Demanding more from providers
Andrew Cole“March was also a record volumes month in terms of fee-paying orders as a percentage of spot, which showed that a higher proportion of volume than ever was conducted via an algo rather than click to trade.” |
Overall, Gressel argues that in these volatile conditions, execution algorithms have passed their biggest test to date. He explains that when you consider the volatility seen in March, coupled with the disruption faced by every firm as trading desks and staff needed to be set up for working from home, then the market has been able to see that algos do work, even in the most difficult or adverse conditions. “Algos have worked very well and the performance of well-constructed algos has been good,” he adds. Even so, one of the biggest lessons he believes clients should takeaway from the experience is to know that when things become very unpredictable and volatile, they should look to reduce their time risk as much as possible if they do not have any specific alpha in the trade.

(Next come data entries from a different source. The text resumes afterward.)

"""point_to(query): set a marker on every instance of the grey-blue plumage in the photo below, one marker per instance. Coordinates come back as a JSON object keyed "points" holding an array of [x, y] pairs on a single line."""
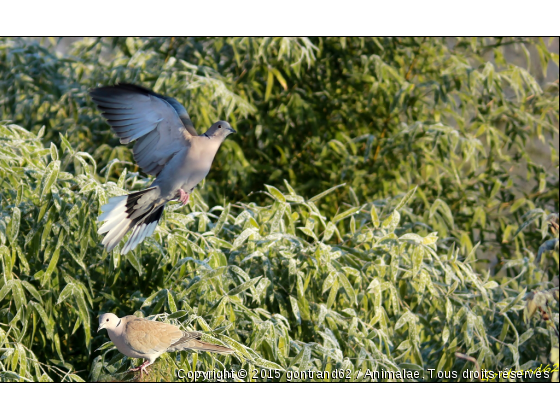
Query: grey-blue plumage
{"points": [[166, 145]]}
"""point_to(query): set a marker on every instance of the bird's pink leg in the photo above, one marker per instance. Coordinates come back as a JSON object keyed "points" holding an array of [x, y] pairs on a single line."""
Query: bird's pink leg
{"points": [[183, 196], [141, 368]]}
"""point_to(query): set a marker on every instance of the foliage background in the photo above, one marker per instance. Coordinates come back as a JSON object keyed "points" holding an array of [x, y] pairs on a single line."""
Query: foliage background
{"points": [[364, 277]]}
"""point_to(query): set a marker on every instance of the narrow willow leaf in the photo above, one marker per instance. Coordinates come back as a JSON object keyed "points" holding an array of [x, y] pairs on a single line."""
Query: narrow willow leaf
{"points": [[417, 258], [295, 309], [392, 221], [374, 216], [406, 198], [244, 286], [345, 214], [275, 193], [347, 287], [171, 302], [324, 193], [16, 217], [49, 178]]}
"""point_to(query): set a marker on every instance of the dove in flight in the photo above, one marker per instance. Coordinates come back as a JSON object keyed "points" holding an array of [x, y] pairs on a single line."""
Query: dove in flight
{"points": [[166, 146], [142, 338]]}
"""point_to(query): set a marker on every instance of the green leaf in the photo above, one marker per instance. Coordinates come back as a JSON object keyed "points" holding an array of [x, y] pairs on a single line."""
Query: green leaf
{"points": [[275, 193]]}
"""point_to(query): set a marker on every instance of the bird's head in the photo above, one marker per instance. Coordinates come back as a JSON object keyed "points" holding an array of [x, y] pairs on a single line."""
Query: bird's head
{"points": [[220, 129], [108, 321]]}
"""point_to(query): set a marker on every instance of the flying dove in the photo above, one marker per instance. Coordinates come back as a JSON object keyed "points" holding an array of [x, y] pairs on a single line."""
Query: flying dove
{"points": [[167, 146], [142, 338]]}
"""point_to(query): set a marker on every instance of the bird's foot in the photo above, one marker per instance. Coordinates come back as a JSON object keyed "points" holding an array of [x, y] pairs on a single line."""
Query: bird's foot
{"points": [[142, 368], [183, 196]]}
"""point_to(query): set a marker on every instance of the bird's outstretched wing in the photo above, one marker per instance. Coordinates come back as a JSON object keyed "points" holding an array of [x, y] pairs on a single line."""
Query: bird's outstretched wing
{"points": [[160, 125]]}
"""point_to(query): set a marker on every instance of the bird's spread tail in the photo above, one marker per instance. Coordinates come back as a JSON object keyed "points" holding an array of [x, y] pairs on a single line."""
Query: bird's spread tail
{"points": [[134, 212]]}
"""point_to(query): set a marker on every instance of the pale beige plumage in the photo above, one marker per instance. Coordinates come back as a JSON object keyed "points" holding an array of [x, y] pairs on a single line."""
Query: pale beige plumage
{"points": [[143, 338]]}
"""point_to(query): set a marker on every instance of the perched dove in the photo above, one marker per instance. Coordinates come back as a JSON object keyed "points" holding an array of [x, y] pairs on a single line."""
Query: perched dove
{"points": [[142, 338], [167, 146]]}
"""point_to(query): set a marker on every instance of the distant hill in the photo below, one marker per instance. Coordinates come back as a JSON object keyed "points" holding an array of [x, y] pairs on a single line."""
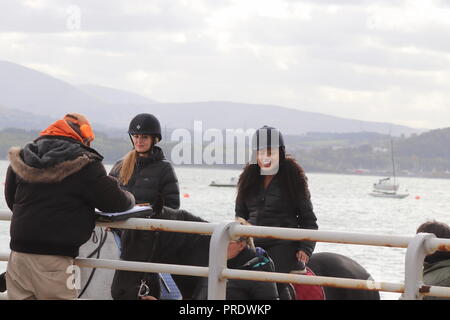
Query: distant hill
{"points": [[10, 118], [426, 154], [115, 96], [34, 92]]}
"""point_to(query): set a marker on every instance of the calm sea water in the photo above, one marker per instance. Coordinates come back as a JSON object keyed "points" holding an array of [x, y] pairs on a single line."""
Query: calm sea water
{"points": [[341, 203]]}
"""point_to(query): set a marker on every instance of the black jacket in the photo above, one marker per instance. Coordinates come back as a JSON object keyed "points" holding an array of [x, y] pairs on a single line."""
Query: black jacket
{"points": [[272, 207], [153, 176], [52, 187], [247, 259]]}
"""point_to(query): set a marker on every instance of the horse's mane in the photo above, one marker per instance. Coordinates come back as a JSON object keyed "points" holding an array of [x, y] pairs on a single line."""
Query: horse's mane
{"points": [[167, 213]]}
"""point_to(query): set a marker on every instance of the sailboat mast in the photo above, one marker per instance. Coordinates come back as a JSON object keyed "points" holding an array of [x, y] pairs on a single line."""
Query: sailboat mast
{"points": [[393, 162]]}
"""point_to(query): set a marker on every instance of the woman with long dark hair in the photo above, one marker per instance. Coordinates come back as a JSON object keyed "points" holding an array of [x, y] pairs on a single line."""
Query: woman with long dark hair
{"points": [[273, 191]]}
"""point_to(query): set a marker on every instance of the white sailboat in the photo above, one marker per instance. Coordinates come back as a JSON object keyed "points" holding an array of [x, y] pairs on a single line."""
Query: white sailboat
{"points": [[387, 187]]}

On the other hand, the volatility has created more opportunities for strategies that are posting passively, which helps clients to avoid the pain created by widening spreads in certain currencies. Gressel believes that clients that were willing to take on that risk have seen very good results in that timeframe. Other algo providers made similar reports to the BIS, who found that the most significant driver of increased execution algo (EA) volumes was a relative deterioration in other methods of execution. “In particular, risk transfer spreads widened significantly, especially for larger-sized orders, as market-makers were less inclined to take risk onto their balance sheets,” the report notes. “Meanwhile, passive EAs allowed users to manage their orders over time at prices inside the bid-ask spreads. Moreover, passive child orders filled more quickly as FX volumes picked up. Consequently, FX EAs – particularly passive pegged/tracker and time-sliced EAs – generally outperformed risk transfer during this period. They also had lower market impact compared with more aggressive limit-based/sweeping Eas.”
Conclusion
Looking ahead, Gressel says he would encourage clients to challenge their FX algo providers on the quality of the of their algos and the quality of the of the whole algo setup. He believes that as the FX markets may likely face further periods of volatility, it is important that clients understand how intelligent the algos are in assessing market environments. In addition, clients should also challenge providers to demonstrate that they have the appropriate controls and safeguards in place. “Finally, any client that is looking for an FX algo provider should seek out those who offer active support, with a team that is actively monitoring, working orders and can give feedback on those working orders,” Gressel concludes. “A reliable algo team should be good at assessing what has happened and be able to recommend if there are any better alternatives going forward to complete an execution.”